ロイドの霊感で人形を探し当て、その人形の願いを叶えるために海里が奔走する、という流れ。


今回は料理が中心の話ではなかったがこれまでの話の展開に乗った進行で、無理なく明るくすらすらと読めた。焼きおにぎりの簡単レシピは作ってみようかな、という気にさせる。食事の合間に読むとお腹が鳴る。


奥池というのもまた地元民の眼を引く。高級住宅街でなるほど別荘として買ってる家もあるだろうな、という感じだ。阪神、大阪と神戸の間は海と山との間にある平地が狭く、山手へ行くほど高級とされる。


茜音は夢の中である少女と出会う。ちょうど夢での出逢いがキーになるラブストーリー、ベルリン映画祭金熊賞のハンガリー映画「こころと体と」を観たとこだったので、不思議な暗合に胸が踊った。


のほほんと読めるラノベシリーズ。読んでるとそれぞれのキャラが抱える事情を小出し生かしてうまく進行させてるなと思う。


ご当地ものとしてホントに楽しい。展開が気になるしまた読まなきゃね。


川端康成「浅草紅団・浅草祭」


昭和初期の浅草の混沌とした雑多な雰囲気を書き下している。ちょっと破綻ぎみ?


著者は浅草を題材にした小説をものそうと、路地の奥にある長屋を借りようとする。そこで会った美女・弓子は、男に捨てられ気のふれた姉の相手、赤木を探し当てて紅丸という舟に誘い込む。そしてー。(浅草紅団)

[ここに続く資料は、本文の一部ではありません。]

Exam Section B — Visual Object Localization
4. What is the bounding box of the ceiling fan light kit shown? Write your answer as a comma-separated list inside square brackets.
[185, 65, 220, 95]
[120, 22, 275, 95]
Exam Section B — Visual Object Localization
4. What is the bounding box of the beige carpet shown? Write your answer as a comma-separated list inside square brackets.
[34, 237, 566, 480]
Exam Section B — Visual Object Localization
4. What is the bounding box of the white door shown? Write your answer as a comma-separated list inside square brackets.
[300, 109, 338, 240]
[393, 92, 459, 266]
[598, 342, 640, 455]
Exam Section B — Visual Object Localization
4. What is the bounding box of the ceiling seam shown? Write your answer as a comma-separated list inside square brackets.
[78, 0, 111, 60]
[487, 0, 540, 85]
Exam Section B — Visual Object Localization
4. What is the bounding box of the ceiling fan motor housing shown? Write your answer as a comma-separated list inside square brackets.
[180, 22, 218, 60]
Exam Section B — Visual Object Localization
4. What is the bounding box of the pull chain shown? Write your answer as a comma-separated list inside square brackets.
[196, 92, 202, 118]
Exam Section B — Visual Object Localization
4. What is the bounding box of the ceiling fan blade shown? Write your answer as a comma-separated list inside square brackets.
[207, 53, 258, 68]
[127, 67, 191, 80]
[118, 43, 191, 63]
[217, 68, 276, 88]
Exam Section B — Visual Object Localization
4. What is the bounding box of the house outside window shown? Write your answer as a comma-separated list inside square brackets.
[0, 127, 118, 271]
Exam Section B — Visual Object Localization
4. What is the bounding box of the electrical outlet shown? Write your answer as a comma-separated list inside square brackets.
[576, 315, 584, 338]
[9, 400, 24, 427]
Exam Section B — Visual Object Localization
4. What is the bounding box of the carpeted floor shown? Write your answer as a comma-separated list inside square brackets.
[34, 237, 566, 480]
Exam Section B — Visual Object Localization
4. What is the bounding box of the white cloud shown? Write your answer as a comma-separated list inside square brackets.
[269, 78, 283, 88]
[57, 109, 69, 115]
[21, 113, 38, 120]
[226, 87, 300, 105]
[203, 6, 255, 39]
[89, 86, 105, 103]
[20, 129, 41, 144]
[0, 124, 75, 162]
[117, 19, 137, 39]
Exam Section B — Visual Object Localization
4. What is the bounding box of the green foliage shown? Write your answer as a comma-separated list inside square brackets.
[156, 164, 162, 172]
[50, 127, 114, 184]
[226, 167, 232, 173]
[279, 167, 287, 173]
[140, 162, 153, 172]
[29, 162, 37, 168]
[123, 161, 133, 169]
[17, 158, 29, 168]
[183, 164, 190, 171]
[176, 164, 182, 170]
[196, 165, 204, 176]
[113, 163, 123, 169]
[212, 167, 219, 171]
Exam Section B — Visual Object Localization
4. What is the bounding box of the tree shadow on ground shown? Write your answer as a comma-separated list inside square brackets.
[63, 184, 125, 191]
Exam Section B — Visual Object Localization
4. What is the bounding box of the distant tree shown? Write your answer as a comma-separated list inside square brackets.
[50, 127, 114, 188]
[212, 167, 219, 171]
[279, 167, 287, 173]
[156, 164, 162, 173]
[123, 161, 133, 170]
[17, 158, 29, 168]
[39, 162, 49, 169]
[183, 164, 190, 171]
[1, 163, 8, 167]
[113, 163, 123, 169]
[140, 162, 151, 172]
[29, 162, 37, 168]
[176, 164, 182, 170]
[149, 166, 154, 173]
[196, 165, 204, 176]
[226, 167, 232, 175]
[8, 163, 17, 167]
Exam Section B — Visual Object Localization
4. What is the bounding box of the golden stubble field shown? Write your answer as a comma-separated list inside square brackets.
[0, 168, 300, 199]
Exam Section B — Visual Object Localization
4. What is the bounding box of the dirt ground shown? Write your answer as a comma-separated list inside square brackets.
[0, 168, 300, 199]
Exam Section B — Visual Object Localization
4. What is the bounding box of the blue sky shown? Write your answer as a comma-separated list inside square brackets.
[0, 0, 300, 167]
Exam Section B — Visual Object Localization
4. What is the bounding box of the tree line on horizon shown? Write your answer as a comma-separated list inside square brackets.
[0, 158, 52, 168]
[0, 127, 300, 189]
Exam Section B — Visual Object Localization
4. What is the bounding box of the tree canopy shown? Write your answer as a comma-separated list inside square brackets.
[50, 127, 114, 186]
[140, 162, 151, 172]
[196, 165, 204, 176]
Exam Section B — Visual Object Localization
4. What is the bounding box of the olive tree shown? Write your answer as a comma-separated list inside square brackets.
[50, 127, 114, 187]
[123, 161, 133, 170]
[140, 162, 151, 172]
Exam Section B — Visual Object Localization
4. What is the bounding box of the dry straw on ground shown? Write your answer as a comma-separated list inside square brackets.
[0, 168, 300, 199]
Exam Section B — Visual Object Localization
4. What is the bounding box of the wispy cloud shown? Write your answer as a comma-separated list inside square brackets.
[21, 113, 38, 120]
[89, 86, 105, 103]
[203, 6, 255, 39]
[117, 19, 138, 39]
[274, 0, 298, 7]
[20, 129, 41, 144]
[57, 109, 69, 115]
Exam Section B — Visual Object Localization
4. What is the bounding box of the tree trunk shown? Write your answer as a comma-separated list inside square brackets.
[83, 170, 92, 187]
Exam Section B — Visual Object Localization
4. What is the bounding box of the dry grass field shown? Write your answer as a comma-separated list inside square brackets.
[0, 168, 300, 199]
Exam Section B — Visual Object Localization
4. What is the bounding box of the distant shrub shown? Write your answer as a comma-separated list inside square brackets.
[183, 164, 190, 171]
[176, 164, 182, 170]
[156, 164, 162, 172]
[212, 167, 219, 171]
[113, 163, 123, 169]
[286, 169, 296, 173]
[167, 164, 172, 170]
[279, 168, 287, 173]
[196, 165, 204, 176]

上記のストーリーは最も目立つところをシンプルに書いただけで、実際はかなり雑多、取り上げる男女も次々と変わり、ドキュメントタッチで描いている。あくまで著者は傍観者の立場である。


関東大震災の余波まだ見える頃の浅草は様々な老若男女が入り乱れ生活する異空間のような、掃溜のような場所だった。売春、芝居、怪しい見世物小屋、少女を食い物にするジゴロ、女衒のおばさん・・。紅団は不良グループのようなもので、秘密の札があり、赤い札は危険を報らせる信号、青い札はカモを引っ掛けたサイン、というのもある。


色々な底辺の者たちの表情が断片的に語られる。会話も、正直なんのことを言っているのか判別しにくく、読むのに時間がかかった。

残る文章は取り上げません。